Relaksasi yang berlangsung hingga akhir Maret 2026 lalu sejatinya merupakan keringanan bagi pelaku usaha yang selama bertahun-tahun memakai air tanah tanpa izin. Mereka diberi waktu untuk mengurus dokumen legalitas. Kini, masa tenggang itu habis.
"Maksud relaksasi kemarin itu keringanan bagi yang sudah lama memanfaatkan air tanah, tapi belum punya izin agar segera mengurusnya," kata Darwin.
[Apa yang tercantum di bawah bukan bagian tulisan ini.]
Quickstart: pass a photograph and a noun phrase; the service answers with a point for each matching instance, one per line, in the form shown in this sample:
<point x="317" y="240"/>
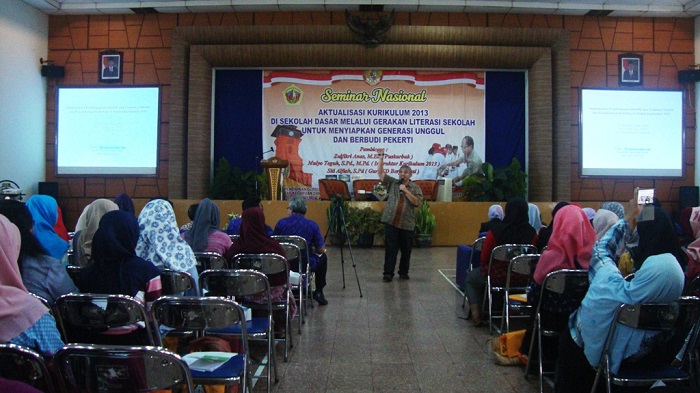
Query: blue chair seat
<point x="229" y="371"/>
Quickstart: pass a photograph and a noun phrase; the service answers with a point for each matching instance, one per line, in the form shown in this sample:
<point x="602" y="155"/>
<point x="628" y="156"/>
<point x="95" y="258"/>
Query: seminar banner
<point x="329" y="124"/>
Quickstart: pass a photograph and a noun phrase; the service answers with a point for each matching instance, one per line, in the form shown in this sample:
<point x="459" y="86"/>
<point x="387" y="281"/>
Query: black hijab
<point x="115" y="268"/>
<point x="515" y="227"/>
<point x="657" y="236"/>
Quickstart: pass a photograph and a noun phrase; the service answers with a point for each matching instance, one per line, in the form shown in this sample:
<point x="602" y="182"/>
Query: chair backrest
<point x="25" y="365"/>
<point x="108" y="368"/>
<point x="83" y="318"/>
<point x="175" y="282"/>
<point x="366" y="185"/>
<point x="429" y="189"/>
<point x="267" y="263"/>
<point x="196" y="313"/>
<point x="210" y="260"/>
<point x="329" y="188"/>
<point x="233" y="283"/>
<point x="524" y="264"/>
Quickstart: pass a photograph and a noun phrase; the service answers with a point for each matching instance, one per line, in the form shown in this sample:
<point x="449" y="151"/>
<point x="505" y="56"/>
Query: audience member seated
<point x="115" y="268"/>
<point x="515" y="228"/>
<point x="495" y="217"/>
<point x="546" y="232"/>
<point x="569" y="247"/>
<point x="298" y="224"/>
<point x="85" y="229"/>
<point x="125" y="203"/>
<point x="205" y="234"/>
<point x="44" y="210"/>
<point x="534" y="217"/>
<point x="24" y="320"/>
<point x="42" y="274"/>
<point x="255" y="240"/>
<point x="234" y="226"/>
<point x="659" y="279"/>
<point x="693" y="249"/>
<point x="60" y="227"/>
<point x="160" y="242"/>
<point x="191" y="213"/>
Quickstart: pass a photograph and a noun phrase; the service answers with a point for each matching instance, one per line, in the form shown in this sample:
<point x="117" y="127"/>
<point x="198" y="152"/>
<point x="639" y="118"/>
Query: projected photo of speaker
<point x="688" y="197"/>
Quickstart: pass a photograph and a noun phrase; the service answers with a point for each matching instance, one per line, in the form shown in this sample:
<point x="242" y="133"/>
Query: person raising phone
<point x="403" y="196"/>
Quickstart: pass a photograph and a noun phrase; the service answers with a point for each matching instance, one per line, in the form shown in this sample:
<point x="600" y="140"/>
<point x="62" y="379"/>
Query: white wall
<point x="24" y="39"/>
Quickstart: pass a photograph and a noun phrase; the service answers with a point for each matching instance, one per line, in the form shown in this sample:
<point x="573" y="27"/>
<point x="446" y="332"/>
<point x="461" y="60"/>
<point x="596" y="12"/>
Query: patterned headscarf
<point x="160" y="242"/>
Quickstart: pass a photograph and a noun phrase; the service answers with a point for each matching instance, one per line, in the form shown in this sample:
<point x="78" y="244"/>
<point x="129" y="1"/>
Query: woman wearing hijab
<point x="659" y="279"/>
<point x="23" y="318"/>
<point x="42" y="274"/>
<point x="255" y="240"/>
<point x="160" y="242"/>
<point x="534" y="216"/>
<point x="87" y="225"/>
<point x="604" y="219"/>
<point x="495" y="217"/>
<point x="125" y="203"/>
<point x="546" y="232"/>
<point x="569" y="248"/>
<point x="115" y="268"/>
<point x="693" y="249"/>
<point x="515" y="228"/>
<point x="205" y="234"/>
<point x="44" y="210"/>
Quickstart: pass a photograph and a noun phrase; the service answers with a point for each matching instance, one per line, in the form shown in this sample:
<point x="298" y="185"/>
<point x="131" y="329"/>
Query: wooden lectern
<point x="273" y="169"/>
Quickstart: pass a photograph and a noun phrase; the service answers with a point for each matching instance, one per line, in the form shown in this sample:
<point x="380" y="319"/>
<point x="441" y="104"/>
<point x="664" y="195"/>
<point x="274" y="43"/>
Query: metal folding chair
<point x="210" y="260"/>
<point x="25" y="365"/>
<point x="477" y="246"/>
<point x="502" y="255"/>
<point x="647" y="316"/>
<point x="206" y="315"/>
<point x="116" y="368"/>
<point x="175" y="283"/>
<point x="270" y="264"/>
<point x="85" y="317"/>
<point x="518" y="267"/>
<point x="238" y="284"/>
<point x="568" y="283"/>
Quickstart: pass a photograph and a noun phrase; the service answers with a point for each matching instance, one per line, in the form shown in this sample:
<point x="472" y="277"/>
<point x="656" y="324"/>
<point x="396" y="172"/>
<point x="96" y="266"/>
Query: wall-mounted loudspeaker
<point x="50" y="71"/>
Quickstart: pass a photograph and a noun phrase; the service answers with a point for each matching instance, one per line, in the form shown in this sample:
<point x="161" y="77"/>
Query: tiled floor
<point x="403" y="336"/>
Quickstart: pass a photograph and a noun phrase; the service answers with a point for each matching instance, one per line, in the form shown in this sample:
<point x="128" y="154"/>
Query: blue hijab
<point x="660" y="279"/>
<point x="206" y="221"/>
<point x="44" y="210"/>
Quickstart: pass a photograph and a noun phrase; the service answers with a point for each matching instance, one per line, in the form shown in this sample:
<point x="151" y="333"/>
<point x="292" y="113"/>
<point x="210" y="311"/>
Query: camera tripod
<point x="336" y="218"/>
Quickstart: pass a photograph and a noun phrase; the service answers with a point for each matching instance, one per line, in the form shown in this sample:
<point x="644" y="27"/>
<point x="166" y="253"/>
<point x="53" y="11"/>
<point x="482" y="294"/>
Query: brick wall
<point x="146" y="40"/>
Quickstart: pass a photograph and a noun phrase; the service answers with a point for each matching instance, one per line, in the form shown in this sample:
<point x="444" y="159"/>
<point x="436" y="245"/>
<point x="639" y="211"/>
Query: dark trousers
<point x="395" y="239"/>
<point x="320" y="272"/>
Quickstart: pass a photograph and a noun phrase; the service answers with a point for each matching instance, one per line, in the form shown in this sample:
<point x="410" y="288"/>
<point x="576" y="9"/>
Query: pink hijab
<point x="18" y="309"/>
<point x="693" y="250"/>
<point x="570" y="245"/>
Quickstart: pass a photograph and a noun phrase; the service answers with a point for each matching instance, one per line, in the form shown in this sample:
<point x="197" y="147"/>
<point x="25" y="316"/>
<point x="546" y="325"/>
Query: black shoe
<point x="318" y="296"/>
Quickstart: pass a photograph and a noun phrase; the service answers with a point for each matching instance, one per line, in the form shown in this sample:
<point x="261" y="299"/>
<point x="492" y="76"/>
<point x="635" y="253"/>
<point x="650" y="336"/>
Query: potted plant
<point x="425" y="224"/>
<point x="500" y="184"/>
<point x="335" y="224"/>
<point x="363" y="225"/>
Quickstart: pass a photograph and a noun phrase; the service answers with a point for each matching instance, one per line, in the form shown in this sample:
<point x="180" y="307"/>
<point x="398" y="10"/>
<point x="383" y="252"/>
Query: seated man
<point x="234" y="226"/>
<point x="297" y="224"/>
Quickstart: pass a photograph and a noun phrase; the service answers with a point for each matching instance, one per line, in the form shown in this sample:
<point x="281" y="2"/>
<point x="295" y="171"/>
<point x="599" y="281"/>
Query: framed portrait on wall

Kewajiban memiliki izin ini berlaku untuk semua sektor bisnis komersial. Mulai dari perhotelan, industri, pencucian mobil, laundry, hingga depot air minum isi ulang di seluruh wilayah Kepri.
Pemerintah hanya memberikan pengecualian bagi pemakaian pribadi rumah tangga yang konsumsinya masih di bawah 100 meter kubik per bulan. Sisanya, tidak ada ampun.
Tim Dinas ESDM Kepri kerap menemukan berbagai modus kecurangan di lapangan. Darwin menyebut, banyak pelaku usaha yang sengaja menyembunyikan pipa sumur bor mereka di bawah lantai, semen, atau taman agar tidak terlihat saat inspeksi.
"Ada hotel atau tempat cuci mobil yang tagihan PDAM-nya kecil sekali, tapi usahanya jalan terus. Itu yang kita kejar," tegas Darwin.
Eksploitasi air tanah tanpa izin resmi melanggar Undang-Undang Nomor 17 Tahun 2019 tentang Sumber Daya Air. Selain denda Rp 1 miliar, pelanggar juga terancam sanksi pidana sesuai ketentuan yang berlaku.